Supercomputing in action
One extreme to another
The European Centre for Medium-Range Weather Forecasts (ECMWF) is using ARCHER to improve the performance of its forecasting model.
The ARCHER National UK Supercomputing Service has enabled the Aircraft Research Association to perform its largest-ever computational fluid dynamics (CFD) simulation, validating the results of its wind-tunnel data and paving the way for increased use of CFD in landing-gear assembly design and improved, more environmentally friendly designs.
Albatern develops innovative offshore marine renewable energy devices. High-performance computing (HPC) enabled the company to simulate a large-scale Wavenet array (100 or more devices), to “parallelise” its energy devices, building on Albatern’s in-house modelling expertise. Computer visualisation and power prediction of large-scale arrays are also vital to the success of Albatern’s efforts to continue investment.

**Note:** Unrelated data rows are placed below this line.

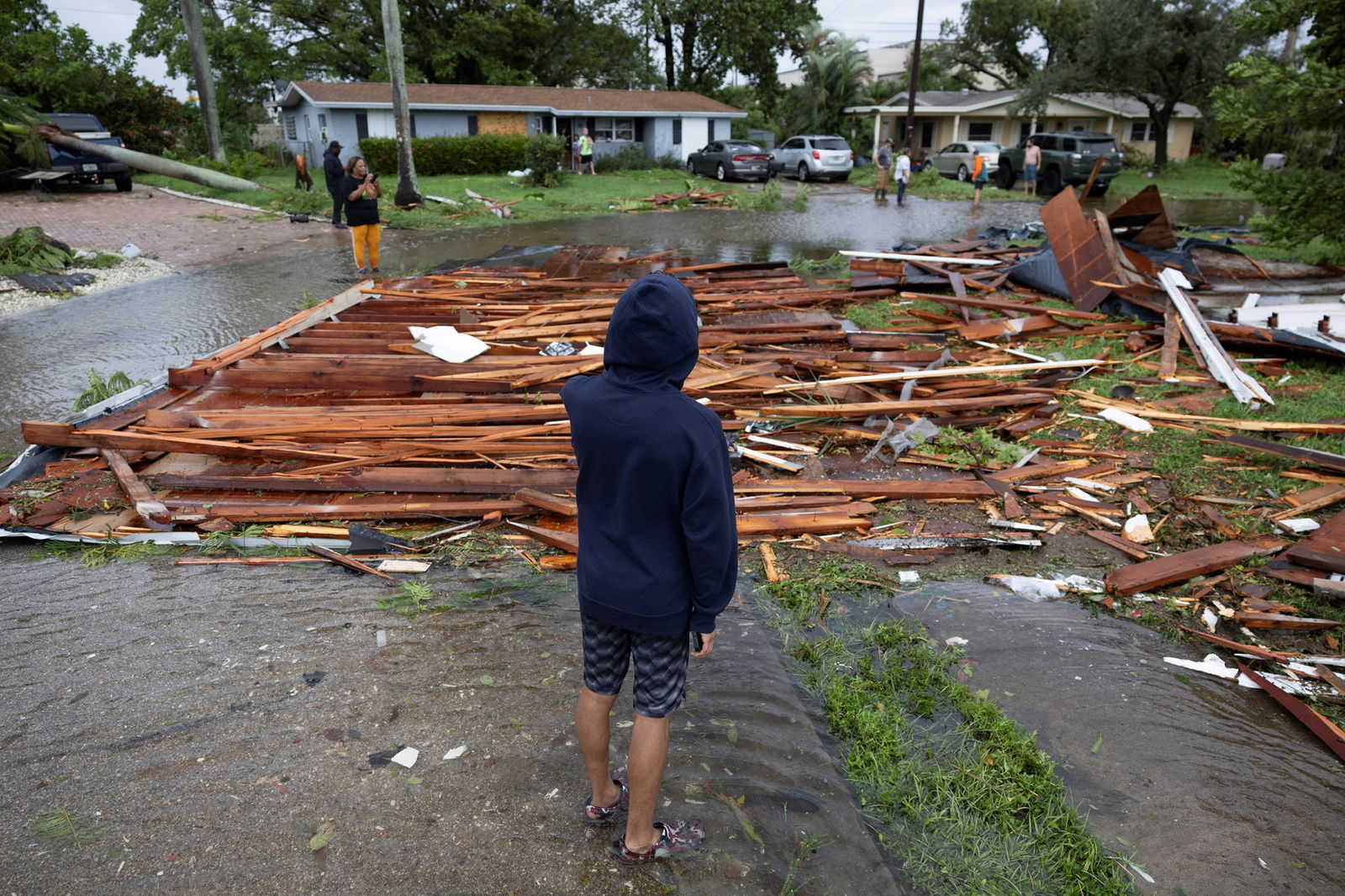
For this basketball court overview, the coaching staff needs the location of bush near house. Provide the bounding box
[359,133,527,177]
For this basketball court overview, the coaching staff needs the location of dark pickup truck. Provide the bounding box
[994,130,1121,197]
[47,112,130,192]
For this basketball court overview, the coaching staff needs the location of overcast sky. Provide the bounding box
[47,0,962,98]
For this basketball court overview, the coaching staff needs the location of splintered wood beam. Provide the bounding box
[1103,535,1290,594]
[514,488,580,517]
[506,519,580,554]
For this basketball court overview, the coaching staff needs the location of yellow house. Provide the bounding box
[846,90,1200,161]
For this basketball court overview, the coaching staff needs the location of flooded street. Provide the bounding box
[0,188,1345,896]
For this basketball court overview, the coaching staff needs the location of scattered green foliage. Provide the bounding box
[932,426,1027,470]
[32,807,98,849]
[378,581,435,616]
[74,367,150,410]
[0,228,74,275]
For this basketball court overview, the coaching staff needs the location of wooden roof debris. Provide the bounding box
[0,191,1345,677]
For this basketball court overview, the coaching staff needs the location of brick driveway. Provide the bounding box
[0,183,350,268]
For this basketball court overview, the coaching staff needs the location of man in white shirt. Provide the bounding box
[893,150,910,206]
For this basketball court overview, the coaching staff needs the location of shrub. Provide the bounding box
[596,144,656,171]
[359,133,527,177]
[523,133,565,187]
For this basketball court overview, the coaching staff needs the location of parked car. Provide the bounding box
[47,112,130,192]
[930,140,1002,182]
[771,133,854,180]
[994,130,1121,197]
[686,140,771,180]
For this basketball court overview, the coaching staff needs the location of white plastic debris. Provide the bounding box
[408,325,489,365]
[1121,514,1154,545]
[393,746,419,768]
[986,573,1064,603]
[1098,408,1154,432]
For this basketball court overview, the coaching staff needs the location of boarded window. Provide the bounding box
[1130,121,1158,143]
[967,121,995,143]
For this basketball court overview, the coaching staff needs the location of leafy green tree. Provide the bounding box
[1065,0,1248,166]
[785,25,873,140]
[634,0,818,98]
[1215,0,1345,254]
[937,0,1086,87]
[0,0,190,155]
[132,0,652,98]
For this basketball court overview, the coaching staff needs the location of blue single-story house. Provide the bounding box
[273,81,746,160]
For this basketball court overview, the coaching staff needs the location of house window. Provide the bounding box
[1130,121,1158,143]
[593,119,635,140]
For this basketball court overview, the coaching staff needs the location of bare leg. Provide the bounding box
[625,713,668,851]
[574,688,621,807]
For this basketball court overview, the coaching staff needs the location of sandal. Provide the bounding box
[612,818,704,865]
[583,766,630,825]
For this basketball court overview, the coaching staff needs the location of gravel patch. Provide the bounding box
[0,256,177,318]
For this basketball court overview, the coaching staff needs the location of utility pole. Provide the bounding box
[903,0,925,150]
[383,0,422,206]
[180,0,224,161]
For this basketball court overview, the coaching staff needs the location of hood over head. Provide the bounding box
[603,273,699,389]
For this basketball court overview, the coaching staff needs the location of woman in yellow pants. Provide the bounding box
[340,156,382,275]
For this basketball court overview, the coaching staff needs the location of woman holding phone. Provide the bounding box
[340,156,382,275]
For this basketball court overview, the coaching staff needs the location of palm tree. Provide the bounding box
[789,29,873,140]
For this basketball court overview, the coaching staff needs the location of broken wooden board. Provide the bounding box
[1103,535,1290,596]
[1041,190,1114,311]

Code_Saturne is a multi-purpose CFD application used for nuclear reactors. Scientists from EDF Energy and STFC Daresbury Laboratory recently tested the performance of Code_Saturne on ARCHER as part of an ongoing CFD code improvement effort and in preparation for more extensive production runs.
The rise of the supercomputer
> The first supercomputer, the Control Data Corporation (CDC) 6600, only had one CPU. Launched in 1964, the CDC 6600 cost US $8 million, and ran at up to 40MHz, doing three million floating-point operations per second.
> IBM's $120 million Roadrunner, which was the first supercomputer to achieve one petaflop (one quadrillion floating-point operations per second), was the fastest in the world in 2009. It was shut down only five years after its launch.
> China is currently top of the supercomputer league table, with its Tianhe-2 rated at about 34 petaflops.
> US officials have announced plans to develop a new supercomputer which may eventually be able to operate at up to 300 petaflops, and the next target is to build exaflop supercomputers (one exaflop = 1,000 petaflops).
> In 1964, the CDC 6600 cost the equivalent of US $8.3 trillion per Gflop (one billion floating-point operations per second). The going rate today is eight US cents per Gflop.